I read here that you found that the Benjamini-Hochberg procedure works pretty well with single site analysis. So I calculated FDR on the 458,258 significant pvalues by doing UNP$FDR <- p.adjust(UNP$map_pvalue, method = "BH") and ended up with the exact same FDR for all of them = 0.04993573. Since I did 458,258 tests and 0.04993573*458,258 = 22,883 does this mean that I should expect 22,883 false discoveries - which corresponds to 1/20th of the sites. Again, is this something I should expect with Nanopore data? I would be most grateful if you could share your best practices for FDR correction.
Hello @Machadum,
Sorry about the delayed response.
A couple things I may adjust:
- I usually use a p-value of 0.01 (the default in the segmenter), but others have found that this might be too low.
- An effect size of 10% might be too low, I would only look at effect sizes >30% or so (depending on what you're doing).
ended up with the exact same FDR for all of them = 0.04993573
This might be a calculation error, but I'm not totally familiar with that R function (or what data you passed in).
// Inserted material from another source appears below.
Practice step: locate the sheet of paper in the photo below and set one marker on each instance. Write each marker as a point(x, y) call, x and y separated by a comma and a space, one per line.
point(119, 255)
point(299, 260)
Let me get a worked example together and share it.
Since I did 458,258 tests and 0.04993573*458,258 = 22,883 does this mean that I should expect 22,883 false discoveries - which corresponds to 1/20th of the sites
Yes this is exactly what this means assuming 458_258 sites are below the BH critical value.
Thank you for your answer. For effect sizes > 30%, is it better to run dmr pair on single sites without any filter and then filter out column 16/effect size or to run dmr pair with --delta 0.3? Looking forward to your worked example.
@Machadum,
Thank you for your answer. For effect sizes > 30%, is it better to run dmr pair on single sites without any filter and then filter out column 16/effect size or to run dmr pair with --delta 0.3?
It doesn't really matter, --delta defines the region of practical equivalence and effect sizes less than this will be given a MAP-based p-value of 1. You could easily perform this transformation post hoc, really it's up to you, the intention is to save compute time if you have a lot of sites that have small changes.